Bentinck Street is a Georgian street in the W1U district of Marylebone, running east from Manchester Square towards Welbeck Street, within the estate managed today by the Howard de Walden Estate. Its name reflects the complex inheritance history of this part of Marylebone. When the Harley heiress Lady Margaret Cavendish Harley married William, 2nd Duke of Portland, the Marylebone estate passed into the Bentinck family. The name persisted through successive generations, and Bentinck Street commemorates that connection.
The street's most celebrated historical resident is Edward Gibbon, the historian and author of The History of the Decline and Fall of the Roman Empire, who lived and worked here. Gibbon's presence on Bentinck Street places the street within the tradition of Georgian Marylebone as a preferred address for scholars, writers, and professional men of means, a tradition shared with neighbouring streets in the Howard de Walden portfolio.

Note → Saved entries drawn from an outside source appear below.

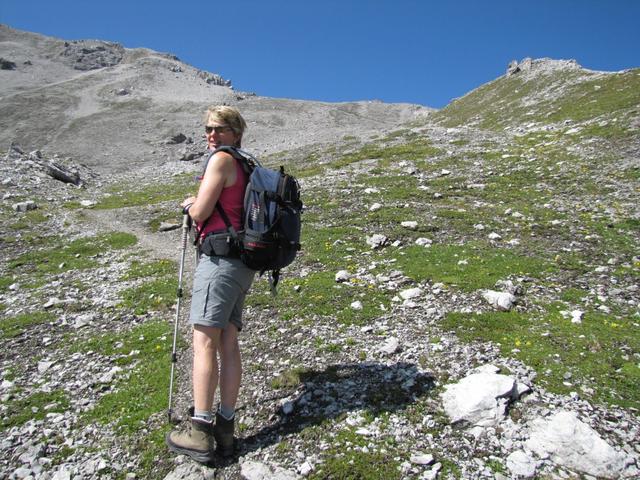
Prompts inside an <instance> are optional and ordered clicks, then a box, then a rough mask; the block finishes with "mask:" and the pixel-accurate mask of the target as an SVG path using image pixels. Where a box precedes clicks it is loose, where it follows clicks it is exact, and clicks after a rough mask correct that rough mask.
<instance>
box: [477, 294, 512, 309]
mask: <svg viewBox="0 0 640 480" xmlns="http://www.w3.org/2000/svg"><path fill="white" fill-rule="evenodd" d="M482 298H484V299H485V300H486V301H487V302H488V303H489V304H490V305H492V306H493V307H494V308H496V309H497V310H500V311H503V312H508V311H509V310H511V309H512V308H513V305H514V303H515V302H516V297H515V295H512V294H511V293H508V292H496V291H495V290H485V291H484V292H483V293H482Z"/></svg>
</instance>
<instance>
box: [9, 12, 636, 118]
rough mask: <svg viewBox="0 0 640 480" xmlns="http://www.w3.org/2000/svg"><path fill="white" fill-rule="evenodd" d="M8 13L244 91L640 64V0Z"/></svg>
mask: <svg viewBox="0 0 640 480" xmlns="http://www.w3.org/2000/svg"><path fill="white" fill-rule="evenodd" d="M0 23H5V24H7V25H9V26H11V27H13V28H18V29H22V30H28V31H32V32H38V33H42V34H45V35H50V36H55V37H59V38H63V39H66V40H77V39H84V38H92V39H101V40H110V41H116V42H119V43H121V44H123V45H124V46H125V47H130V48H132V47H147V48H151V49H153V50H158V51H162V52H170V53H173V54H175V55H177V56H178V57H179V58H180V59H181V60H183V61H185V62H187V63H189V64H191V65H194V66H196V67H198V68H202V69H205V70H208V71H211V72H214V73H218V74H220V75H222V76H223V77H224V78H227V79H230V80H231V81H232V82H233V85H234V87H235V88H236V89H237V90H241V91H250V92H255V93H257V94H258V95H262V96H270V97H286V98H298V99H314V100H323V101H331V102H340V101H351V100H382V101H385V102H409V103H418V104H422V105H427V106H431V107H436V108H440V107H443V106H445V105H446V104H447V103H449V101H450V100H451V99H452V98H455V97H459V96H461V95H464V94H465V93H467V92H468V91H470V90H473V89H474V88H476V87H478V86H480V85H482V84H483V83H486V82H488V81H490V80H493V79H494V78H496V77H498V76H499V75H502V74H503V73H504V72H505V70H506V67H507V64H508V63H509V61H510V60H512V59H518V60H520V59H522V58H524V57H533V58H541V57H551V58H557V59H570V58H573V59H576V60H577V61H578V63H580V64H581V65H583V66H584V67H586V68H590V69H594V70H621V69H625V68H633V67H639V66H640V0H565V1H563V0H529V1H524V0H496V1H491V0H459V1H456V0H449V1H445V0H442V1H429V0H423V1H420V0H370V1H365V0H323V1H315V0H288V1H286V0H273V1H270V0H227V1H216V0H209V1H207V2H204V1H196V0H182V1H175V2H171V1H163V0H155V1H150V0H137V1H136V0H126V1H125V0H103V1H93V0H82V1H80V0H78V1H70V0H46V1H45V0H0Z"/></svg>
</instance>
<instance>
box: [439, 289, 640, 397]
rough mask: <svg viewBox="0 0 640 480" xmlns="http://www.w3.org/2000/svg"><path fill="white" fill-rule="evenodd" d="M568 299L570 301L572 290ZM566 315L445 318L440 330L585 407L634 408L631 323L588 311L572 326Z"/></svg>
mask: <svg viewBox="0 0 640 480" xmlns="http://www.w3.org/2000/svg"><path fill="white" fill-rule="evenodd" d="M568 295H569V296H570V297H574V296H575V295H576V292H575V290H572V291H569V292H568ZM570 309H571V308H569V307H568V306H562V305H552V306H549V307H547V310H546V313H545V314H543V315H542V316H540V315H536V314H529V313H517V312H491V313H483V314H479V315H478V314H466V313H449V314H448V315H447V316H446V318H445V320H444V323H443V326H444V327H445V328H448V329H451V330H453V331H455V332H456V334H457V335H458V336H459V337H460V338H461V339H462V340H464V341H476V340H478V341H491V342H494V343H496V344H499V345H500V349H501V351H502V353H503V354H504V355H507V356H514V357H516V358H518V359H520V360H522V361H523V362H524V363H525V364H527V365H529V366H531V367H532V368H534V369H535V370H536V372H537V374H538V376H537V382H539V383H540V384H541V385H542V386H544V387H545V388H546V389H548V390H550V391H552V392H556V393H561V394H568V393H569V392H571V391H577V392H578V393H579V394H580V395H581V396H583V397H586V398H587V399H589V400H590V401H595V402H599V403H608V404H615V405H619V406H622V407H630V408H640V386H639V385H640V366H639V365H638V362H637V358H634V355H637V354H638V352H640V329H639V328H638V326H637V322H634V321H633V320H632V318H630V317H624V316H623V317H614V316H612V315H604V314H602V313H599V312H594V311H588V312H586V314H585V317H584V319H583V321H582V323H581V324H573V323H572V322H571V319H570V318H565V317H563V316H562V315H561V314H560V310H570ZM634 323H635V324H634ZM567 372H569V373H571V378H569V379H568V380H567V379H565V374H566V373H567ZM567 382H568V384H566V383H567ZM581 387H585V388H587V390H584V389H582V388H581Z"/></svg>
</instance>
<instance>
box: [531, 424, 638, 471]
mask: <svg viewBox="0 0 640 480" xmlns="http://www.w3.org/2000/svg"><path fill="white" fill-rule="evenodd" d="M530 428H531V432H530V438H529V440H528V441H527V442H526V447H527V448H529V449H530V450H531V451H532V452H534V453H535V454H537V455H538V456H539V457H541V458H549V459H550V460H551V461H552V462H553V463H555V464H556V465H559V466H561V467H564V468H569V469H572V470H576V471H578V472H581V473H584V474H587V475H591V476H594V477H598V478H607V479H618V478H625V477H626V474H625V470H626V469H627V466H629V465H630V464H631V463H632V460H631V459H630V458H629V457H628V456H627V455H625V454H624V453H622V452H619V451H617V450H616V449H614V448H613V447H612V446H611V445H609V444H608V443H607V442H606V441H604V440H603V439H602V438H601V437H600V435H599V434H598V433H597V432H596V431H595V430H593V429H592V428H591V427H590V426H589V425H587V424H586V423H584V422H582V421H580V420H579V419H578V416H577V415H576V413H575V412H569V411H561V412H558V413H556V414H554V415H552V416H551V417H549V418H537V419H534V420H533V421H532V422H531V427H530Z"/></svg>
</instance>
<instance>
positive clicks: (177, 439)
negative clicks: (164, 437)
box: [166, 417, 214, 463]
mask: <svg viewBox="0 0 640 480" xmlns="http://www.w3.org/2000/svg"><path fill="white" fill-rule="evenodd" d="M166 441H167V446H168V447H169V450H171V451H172V452H175V453H180V454H182V455H189V456H190V457H191V458H193V459H194V460H195V461H197V462H200V463H209V462H211V461H212V460H213V451H214V444H213V423H212V422H207V421H204V420H201V419H199V418H193V417H192V418H191V428H190V429H189V431H188V432H177V431H174V432H170V433H169V434H167V437H166Z"/></svg>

The broader estate history is relevant here. In 1879 the 5th Duke of Portland died without a male heir, and the Portland Estate, covering much of Marylebone, passed to Lucy Joan Bentinck, widow of the 6th Baron Howard de Walden. Through her the property transferred to the Howard family, who continue to own and manage the estate. The Howard de Walden Estate now covers approximately 92 acres bounded by Marylebone Road, Wigmore Street, Portland Place, and Marylebone High Street, with Bentinck Street sitting near the estate's southern boundary.